À l’approche de la Journée de la Diaspora sénégalaise, récemment instaurée par le Président de la République, Bassirou Diomaye Diakhar Faye, les voix des femmes sénégalaises établies à l’étranger s’élèvent pour rappeler une doléance vieille de plusieurs décennies : la révision urgente du Code de la Famille concernant l’autorité parentale.

Dans un manifeste publié depuis Tenerife, Ndeye Aminata Samb, présidente de l’association Yaakar Esperanza et présidente de la plateforme CASAC (Coordination des Associations Sénégalaises des Îles Canaries), a salué l’initiative présidentielle consacrant une journée dédiée à la diaspora, qui contribue à hauteur d’un tiers au PIB national avec plus de 2 000 milliards d’investissements annuels. Mais elle en profite surtout pour attirer l’attention sur une problématique persistante, touchant particulièrement les femmes vivant hors du pays.

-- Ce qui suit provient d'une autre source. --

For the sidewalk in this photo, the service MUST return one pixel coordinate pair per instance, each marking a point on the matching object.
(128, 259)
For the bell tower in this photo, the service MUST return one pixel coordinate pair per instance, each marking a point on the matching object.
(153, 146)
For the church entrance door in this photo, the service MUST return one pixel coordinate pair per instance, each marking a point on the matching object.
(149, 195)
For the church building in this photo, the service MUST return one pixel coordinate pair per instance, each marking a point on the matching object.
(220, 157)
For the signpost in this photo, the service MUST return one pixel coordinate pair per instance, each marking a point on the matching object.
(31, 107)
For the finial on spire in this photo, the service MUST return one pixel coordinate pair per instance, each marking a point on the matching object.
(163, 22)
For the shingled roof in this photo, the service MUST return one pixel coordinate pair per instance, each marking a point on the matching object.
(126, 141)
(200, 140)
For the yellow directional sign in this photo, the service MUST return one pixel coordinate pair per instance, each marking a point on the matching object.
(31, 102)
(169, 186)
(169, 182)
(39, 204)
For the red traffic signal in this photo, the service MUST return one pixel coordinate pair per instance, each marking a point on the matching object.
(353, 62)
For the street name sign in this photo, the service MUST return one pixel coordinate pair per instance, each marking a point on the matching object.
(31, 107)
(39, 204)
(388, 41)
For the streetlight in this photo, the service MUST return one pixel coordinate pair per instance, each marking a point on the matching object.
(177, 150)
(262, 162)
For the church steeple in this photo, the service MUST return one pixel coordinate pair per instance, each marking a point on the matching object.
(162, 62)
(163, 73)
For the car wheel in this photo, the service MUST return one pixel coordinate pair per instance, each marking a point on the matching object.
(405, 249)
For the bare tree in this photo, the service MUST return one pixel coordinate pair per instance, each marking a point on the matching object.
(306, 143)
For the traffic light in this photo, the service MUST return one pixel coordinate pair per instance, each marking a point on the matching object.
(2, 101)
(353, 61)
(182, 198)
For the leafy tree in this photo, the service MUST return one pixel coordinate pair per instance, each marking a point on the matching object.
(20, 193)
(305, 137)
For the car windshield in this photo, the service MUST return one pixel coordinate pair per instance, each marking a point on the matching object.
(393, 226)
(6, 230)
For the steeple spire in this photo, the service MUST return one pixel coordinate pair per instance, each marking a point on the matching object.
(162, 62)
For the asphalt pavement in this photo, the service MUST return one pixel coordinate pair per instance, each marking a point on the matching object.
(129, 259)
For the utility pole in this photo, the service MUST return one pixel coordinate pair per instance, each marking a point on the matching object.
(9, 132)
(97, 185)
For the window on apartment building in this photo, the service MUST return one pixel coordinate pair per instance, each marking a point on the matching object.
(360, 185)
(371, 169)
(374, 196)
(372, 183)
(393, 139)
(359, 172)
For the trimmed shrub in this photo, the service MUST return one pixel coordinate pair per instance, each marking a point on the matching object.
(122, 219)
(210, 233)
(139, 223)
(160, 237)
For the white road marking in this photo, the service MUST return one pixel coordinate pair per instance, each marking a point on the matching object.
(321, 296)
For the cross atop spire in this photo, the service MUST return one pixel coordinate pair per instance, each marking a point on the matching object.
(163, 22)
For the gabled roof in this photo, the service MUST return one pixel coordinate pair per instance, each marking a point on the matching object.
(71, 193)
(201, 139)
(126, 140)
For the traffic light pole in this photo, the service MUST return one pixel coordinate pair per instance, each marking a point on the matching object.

Un Code de la Famille jugé obsolète

Depuis 1970, l’article 277 du Code de la Famille confère l’exclusive autorité parentale au mari, considéré comme le seul chef de famille. Cette disposition prive la femme de la possibilité d’exercer légalement l’autorité parentale, même dans des situations exceptionnelles.

Pour les femmes de la diaspora, cette règle entraîne des conséquences lourdes, notamment lors des démarches de regroupement familial, où l’accord du père est indispensable. De nombreuses mères divorcées se retrouvent ainsi bloquées face au refus de leur ex-conjoint d’autoriser leurs enfants à voyager ou à bénéficier de droits offerts par les pays d’accueil.

Un appel pressant à une réforme législative

Les organisations féminines militent depuis des années pour que l’autorité parentale devienne conjointe, conformément aux standards internationaux et à l’évolution du rôle de la femme dans la société.

Ndeye Aminata Samb exhorte les autorités à profiter de la Journée de la Diaspora pour introduire un projet de loi réformant cette disposition, et appelle également les députés de la diaspora à défendre cette cause à l’Assemblée nationale, que ce soit à travers une proposition de loi ou par une question orale adressée au gouvernement.

Un enjeu d’égalité et de justice sociale

Pour les femmes de la diaspora, cette réforme serait une « avancée historique » et une reconnaissance du combat mené par les femmes sénégalaises pour la parité, la justice familiale et l’inclusion genre.

Le manifeste se conclut sur un message d’espoir : que la voix des femmes soit enfin entendue, et que le Sénégal modernise son arsenal juridique afin de répondre aux réalités familiales actuelles.